Truth was, Felix wanted to work solo—use the skill, feel for the target, move quiet. Bring a stack and you're back to door-to-door.

Mesa nodded, and gear appeared: a TNVC Mohawk Mk3 helmet rig with a PVS-31A battery pack and PVS-31A dual tubes; a CORE Survival HEL-STAR 6 strobe on top, white/IR for IFF.

First time under tubes for Felix. The green world felt odd for a minute, then settled.

He ghosted through the cars with a shotgun shouldered, crept along the wall, and pieced windows with the tubes. One pane, spidered by stray rounds, offered a way in. He cleared shards and slid through.

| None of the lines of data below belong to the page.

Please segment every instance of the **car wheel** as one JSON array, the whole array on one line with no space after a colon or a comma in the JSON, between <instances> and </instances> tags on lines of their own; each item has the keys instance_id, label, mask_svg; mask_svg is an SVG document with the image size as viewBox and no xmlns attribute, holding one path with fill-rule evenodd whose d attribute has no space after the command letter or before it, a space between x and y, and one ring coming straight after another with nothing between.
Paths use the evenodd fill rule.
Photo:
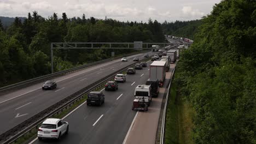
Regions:
<instances>
[{"instance_id":1,"label":"car wheel","mask_svg":"<svg viewBox=\"0 0 256 144\"><path fill-rule=\"evenodd\" d=\"M60 140L60 139L61 139L61 132L60 133L60 134L59 134L59 136L58 136L58 140Z\"/></svg>"},{"instance_id":2,"label":"car wheel","mask_svg":"<svg viewBox=\"0 0 256 144\"><path fill-rule=\"evenodd\" d=\"M68 130L69 130L69 127L68 125L67 127L67 129L66 130L66 134L67 135L68 134Z\"/></svg>"}]
</instances>

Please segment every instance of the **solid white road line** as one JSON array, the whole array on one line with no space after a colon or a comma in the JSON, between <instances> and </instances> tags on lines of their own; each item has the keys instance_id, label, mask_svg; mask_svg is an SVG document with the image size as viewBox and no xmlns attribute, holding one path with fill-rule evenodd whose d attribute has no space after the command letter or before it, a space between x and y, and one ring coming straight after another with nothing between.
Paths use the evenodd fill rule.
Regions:
<instances>
[{"instance_id":1,"label":"solid white road line","mask_svg":"<svg viewBox=\"0 0 256 144\"><path fill-rule=\"evenodd\" d=\"M97 119L97 121L94 123L94 124L92 124L92 126L94 126L95 125L95 124L96 124L96 123L98 122L98 121L100 121L100 119L101 119L101 118L103 117L103 115L102 115L101 116L100 116L98 119Z\"/></svg>"},{"instance_id":2,"label":"solid white road line","mask_svg":"<svg viewBox=\"0 0 256 144\"><path fill-rule=\"evenodd\" d=\"M12 99L15 99L15 98L18 98L18 97L20 97L20 96L21 96L21 95L24 95L24 94L29 93L30 93L30 92L33 92L33 91L36 91L36 90L37 90L37 89L40 89L40 88L38 88L38 89L36 89L32 90L32 91L29 91L28 92L26 92L26 93L24 93L24 94L19 95L18 95L18 96L16 96L16 97L13 97L13 98L10 98L10 99L7 99L7 100L4 100L4 101L3 101L0 102L0 104L2 104L2 103L4 103L4 102L6 102L6 101L9 101L9 100L12 100Z\"/></svg>"},{"instance_id":3,"label":"solid white road line","mask_svg":"<svg viewBox=\"0 0 256 144\"><path fill-rule=\"evenodd\" d=\"M83 81L83 80L85 80L85 79L87 79L87 77L86 77L86 78L84 78L84 79L82 79L82 80L80 80L80 81Z\"/></svg>"},{"instance_id":4,"label":"solid white road line","mask_svg":"<svg viewBox=\"0 0 256 144\"><path fill-rule=\"evenodd\" d=\"M124 140L124 141L123 142L123 144L125 144L126 142L127 139L128 138L128 136L129 136L130 133L131 132L131 129L132 128L132 127L133 127L134 123L135 122L135 119L137 118L137 116L138 115L138 111L137 111L136 115L133 118L133 120L132 120L132 122L131 124L131 126L130 126L129 130L128 130L128 132L127 132L126 136L125 136L125 138Z\"/></svg>"},{"instance_id":5,"label":"solid white road line","mask_svg":"<svg viewBox=\"0 0 256 144\"><path fill-rule=\"evenodd\" d=\"M94 70L95 70L95 69L98 69L98 68L102 68L102 67L103 67L108 65L111 64L113 64L113 63L115 63L115 62L113 62L110 63L109 63L109 64L108 64L101 66L101 67L98 67L98 68L94 68L94 69L92 69L90 70L85 71L84 71L84 72L83 72L83 73L77 74L76 74L76 75L73 75L73 76L68 77L67 77L67 78L65 78L65 79L62 79L62 80L61 80L57 81L56 81L56 82L60 82L60 81L62 81L66 80L68 79L70 79L70 78L71 78L71 77L73 77L78 76L78 75L79 75L83 74L84 74L84 73L86 73L91 71ZM4 100L4 101L3 101L0 102L0 104L2 104L2 103L4 103L4 102L6 102L6 101L7 101L12 100L12 99L15 99L15 98L20 97L20 96L22 96L22 95L24 95L24 94L29 93L30 93L30 92L33 92L33 91L34 91L38 90L38 89L40 89L40 88L41 88L41 87L39 87L39 88L38 88L33 89L33 90L32 90L32 91L29 91L29 92L26 92L26 93L24 93L24 94L20 94L20 95L19 95L16 96L16 97L13 97L13 98L10 98L10 99L9 99Z\"/></svg>"},{"instance_id":6,"label":"solid white road line","mask_svg":"<svg viewBox=\"0 0 256 144\"><path fill-rule=\"evenodd\" d=\"M121 96L122 96L122 95L123 95L123 93L121 94L121 95L120 95L119 97L118 97L118 98L117 99L117 100L118 100L120 98L120 97L121 97Z\"/></svg>"},{"instance_id":7,"label":"solid white road line","mask_svg":"<svg viewBox=\"0 0 256 144\"><path fill-rule=\"evenodd\" d=\"M25 113L25 114L20 115L20 113L17 113L17 115L16 115L15 118L19 117L22 117L22 116L26 116L27 115L28 115L28 113Z\"/></svg>"},{"instance_id":8,"label":"solid white road line","mask_svg":"<svg viewBox=\"0 0 256 144\"><path fill-rule=\"evenodd\" d=\"M63 89L63 88L65 88L65 87L62 87L62 88L56 91L55 92L57 92L57 91L60 91L60 90L61 90L61 89Z\"/></svg>"},{"instance_id":9,"label":"solid white road line","mask_svg":"<svg viewBox=\"0 0 256 144\"><path fill-rule=\"evenodd\" d=\"M31 102L28 103L27 103L27 104L25 104L25 105L22 105L22 106L20 106L20 107L19 107L18 108L16 108L15 110L18 110L18 109L20 109L20 108L24 106L26 106L26 105L28 105L28 104L31 104Z\"/></svg>"},{"instance_id":10,"label":"solid white road line","mask_svg":"<svg viewBox=\"0 0 256 144\"><path fill-rule=\"evenodd\" d=\"M135 83L135 82L133 82L133 83L132 83L131 85L131 86L133 85L133 84L134 84Z\"/></svg>"}]
</instances>

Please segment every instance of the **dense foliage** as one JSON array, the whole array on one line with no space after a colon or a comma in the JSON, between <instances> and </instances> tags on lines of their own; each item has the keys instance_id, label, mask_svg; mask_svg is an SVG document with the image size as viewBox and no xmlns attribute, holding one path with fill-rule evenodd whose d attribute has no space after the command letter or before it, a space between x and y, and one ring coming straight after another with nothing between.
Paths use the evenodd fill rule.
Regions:
<instances>
[{"instance_id":1,"label":"dense foliage","mask_svg":"<svg viewBox=\"0 0 256 144\"><path fill-rule=\"evenodd\" d=\"M0 22L0 24L1 23ZM33 11L23 22L15 17L3 29L0 25L0 86L50 73L52 42L164 42L161 24L120 22L94 17L45 19ZM55 71L106 58L113 50L55 50ZM132 52L115 50L116 55Z\"/></svg>"},{"instance_id":2,"label":"dense foliage","mask_svg":"<svg viewBox=\"0 0 256 144\"><path fill-rule=\"evenodd\" d=\"M194 34L202 22L201 20L174 22L165 21L162 26L164 33L167 35L194 39Z\"/></svg>"},{"instance_id":3,"label":"dense foliage","mask_svg":"<svg viewBox=\"0 0 256 144\"><path fill-rule=\"evenodd\" d=\"M256 2L222 1L182 53L176 80L195 143L256 143Z\"/></svg>"}]
</instances>

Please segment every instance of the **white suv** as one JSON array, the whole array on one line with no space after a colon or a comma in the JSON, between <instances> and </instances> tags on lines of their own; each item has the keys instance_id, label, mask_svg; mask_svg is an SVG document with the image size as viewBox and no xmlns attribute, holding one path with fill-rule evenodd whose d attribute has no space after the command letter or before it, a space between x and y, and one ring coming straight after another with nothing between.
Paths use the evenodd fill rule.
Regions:
<instances>
[{"instance_id":1,"label":"white suv","mask_svg":"<svg viewBox=\"0 0 256 144\"><path fill-rule=\"evenodd\" d=\"M39 128L37 132L38 140L42 138L57 139L68 133L68 123L58 118L48 118Z\"/></svg>"},{"instance_id":2,"label":"white suv","mask_svg":"<svg viewBox=\"0 0 256 144\"><path fill-rule=\"evenodd\" d=\"M122 62L127 62L128 59L127 58L127 57L123 57L123 58L122 58L121 61L122 61Z\"/></svg>"}]
</instances>

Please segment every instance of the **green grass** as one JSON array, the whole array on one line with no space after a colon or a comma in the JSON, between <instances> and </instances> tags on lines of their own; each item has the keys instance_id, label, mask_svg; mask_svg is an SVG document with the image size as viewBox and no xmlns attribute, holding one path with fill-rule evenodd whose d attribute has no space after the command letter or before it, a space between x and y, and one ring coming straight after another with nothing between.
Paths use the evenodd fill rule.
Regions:
<instances>
[{"instance_id":1,"label":"green grass","mask_svg":"<svg viewBox=\"0 0 256 144\"><path fill-rule=\"evenodd\" d=\"M172 82L167 107L165 143L193 144L192 117L195 112L176 92L177 86L176 83Z\"/></svg>"}]
</instances>

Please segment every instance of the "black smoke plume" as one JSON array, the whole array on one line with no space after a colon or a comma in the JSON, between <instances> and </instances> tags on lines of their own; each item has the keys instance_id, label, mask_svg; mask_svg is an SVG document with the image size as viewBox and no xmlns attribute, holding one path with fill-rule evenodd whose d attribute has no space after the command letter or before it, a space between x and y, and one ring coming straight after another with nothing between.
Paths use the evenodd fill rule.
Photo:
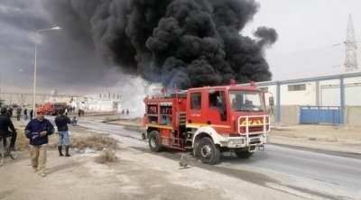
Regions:
<instances>
[{"instance_id":1,"label":"black smoke plume","mask_svg":"<svg viewBox=\"0 0 361 200\"><path fill-rule=\"evenodd\" d=\"M259 5L254 0L44 1L70 37L92 44L124 73L168 87L226 85L272 78L264 48L277 40L259 28L240 32ZM66 17L64 17L66 16Z\"/></svg>"}]
</instances>

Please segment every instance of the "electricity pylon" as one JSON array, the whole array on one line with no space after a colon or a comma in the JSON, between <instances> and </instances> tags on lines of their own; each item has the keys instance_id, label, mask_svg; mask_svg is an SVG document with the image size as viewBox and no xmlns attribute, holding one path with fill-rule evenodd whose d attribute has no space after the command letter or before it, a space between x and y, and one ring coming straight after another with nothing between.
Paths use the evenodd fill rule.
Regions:
<instances>
[{"instance_id":1,"label":"electricity pylon","mask_svg":"<svg viewBox=\"0 0 361 200\"><path fill-rule=\"evenodd\" d=\"M356 70L357 57L356 50L357 49L357 46L355 40L354 24L352 23L351 14L348 17L348 24L347 24L347 39L345 41L345 46L346 46L346 60L345 60L346 71Z\"/></svg>"}]
</instances>

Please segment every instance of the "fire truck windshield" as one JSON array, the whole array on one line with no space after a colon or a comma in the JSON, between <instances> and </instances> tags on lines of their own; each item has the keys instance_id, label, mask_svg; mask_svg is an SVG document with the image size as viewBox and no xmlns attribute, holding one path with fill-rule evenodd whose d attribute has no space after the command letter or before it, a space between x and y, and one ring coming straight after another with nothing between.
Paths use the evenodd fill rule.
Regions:
<instances>
[{"instance_id":1,"label":"fire truck windshield","mask_svg":"<svg viewBox=\"0 0 361 200\"><path fill-rule=\"evenodd\" d=\"M252 91L229 91L233 111L265 111L262 93Z\"/></svg>"}]
</instances>

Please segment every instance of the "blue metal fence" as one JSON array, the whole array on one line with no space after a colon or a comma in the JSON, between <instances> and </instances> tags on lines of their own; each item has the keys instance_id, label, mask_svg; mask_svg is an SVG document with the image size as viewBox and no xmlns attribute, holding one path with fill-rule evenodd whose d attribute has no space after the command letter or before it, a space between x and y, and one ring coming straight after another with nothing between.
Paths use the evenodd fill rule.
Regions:
<instances>
[{"instance_id":1,"label":"blue metal fence","mask_svg":"<svg viewBox=\"0 0 361 200\"><path fill-rule=\"evenodd\" d=\"M300 106L300 123L341 123L339 106Z\"/></svg>"}]
</instances>

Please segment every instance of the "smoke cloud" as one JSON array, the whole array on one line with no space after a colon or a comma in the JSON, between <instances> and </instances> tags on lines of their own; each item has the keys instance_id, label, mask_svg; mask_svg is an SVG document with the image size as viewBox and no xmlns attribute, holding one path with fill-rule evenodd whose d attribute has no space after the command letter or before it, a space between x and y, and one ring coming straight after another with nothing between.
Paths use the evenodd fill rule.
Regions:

Inside was wrecked—clothes, luggage, debris everywhere. He spared a heartbeat for whoever had been here when the glass blew, then flowed to the door and out.

Just as he'd pictured: a long corridor, rooms left and right. A stairwell not far.

He breathed, fixed the thought—where the man who shot Rick is—and felt the pull: upstairs.

Felix racked a few doors for show, then skirted fallen clutter and took the stairs, one careful step at a time.

Second floor. Third. No more stairs, and the pull still said "up." Roof, then. From there, he could fire down—or keep SEB's helo off the landing.

He searched the third-floor corners and found a steel retractable ladder to the roof. Noisy if he rushed.

He thumbed his phone to silent and texted Mesa: Shooter on the roof. Expect fire. Make some noise and cover me.

Seconds later, shouts and gunfire swelled outside.

The gunman answered, firing down to keep cops back.

Felix took the cue and climbed. The ladder creaked.

But the roof fire kept coming. He exhaled, climbed faster, and peeked over the lip.

There—in the distance, a figure lay prone on the reverse slope, body hidden by the roofline, sending controlled strings downward. Spare rifles and magazines lay scattered at his side.